In Applesoft you can prompt for user input in two ways. First there is INPUT A$ which will display a question mark on the screen and await user input followed by a RETURN. That user response then fills the variable A$. Similarly there is GET A$ which also displays a question mark but GET will only accept a single keypress as user input. My main problem with both of these is an aesthetic one: that darn question mark.

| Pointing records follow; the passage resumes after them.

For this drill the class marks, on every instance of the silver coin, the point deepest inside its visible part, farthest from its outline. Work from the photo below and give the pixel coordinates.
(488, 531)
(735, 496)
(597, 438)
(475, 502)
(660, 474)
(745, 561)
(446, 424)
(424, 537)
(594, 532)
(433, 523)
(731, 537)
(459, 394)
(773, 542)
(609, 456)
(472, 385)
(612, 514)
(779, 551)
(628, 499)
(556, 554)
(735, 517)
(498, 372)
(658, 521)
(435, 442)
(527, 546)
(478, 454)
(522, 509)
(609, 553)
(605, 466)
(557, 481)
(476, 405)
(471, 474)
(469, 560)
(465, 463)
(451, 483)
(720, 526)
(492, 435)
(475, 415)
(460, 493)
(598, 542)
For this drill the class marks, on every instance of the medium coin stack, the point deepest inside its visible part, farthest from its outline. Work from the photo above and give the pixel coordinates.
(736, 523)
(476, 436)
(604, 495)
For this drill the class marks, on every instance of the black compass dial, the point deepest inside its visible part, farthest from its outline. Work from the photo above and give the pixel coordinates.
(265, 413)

The solution is to write your own input routine leveraging machine code routines via PEEKs and POKEs. To do this, first I simulate a cursor by placing a flashing underscore character at the bottom of the screen.

101 VTAB 24 : HTAB 1 : CALL -868 : PRINT ":"; : FLASH : PRINT "_"; : NORMAL : GOSUB 55

A lot is going on in this line. The VTAB and HTAB commands position the screen cursor at line 24 and character 1. CALL -868 is a special machine code call that clears that single line of text. Now that we have an empty line we type a colon and then a flashing underscore. The result looks like this:

This looks like a user input prompt, but at this point it does nothing. The magic happens at the subroutine which is GOSUB’d at the end of that line.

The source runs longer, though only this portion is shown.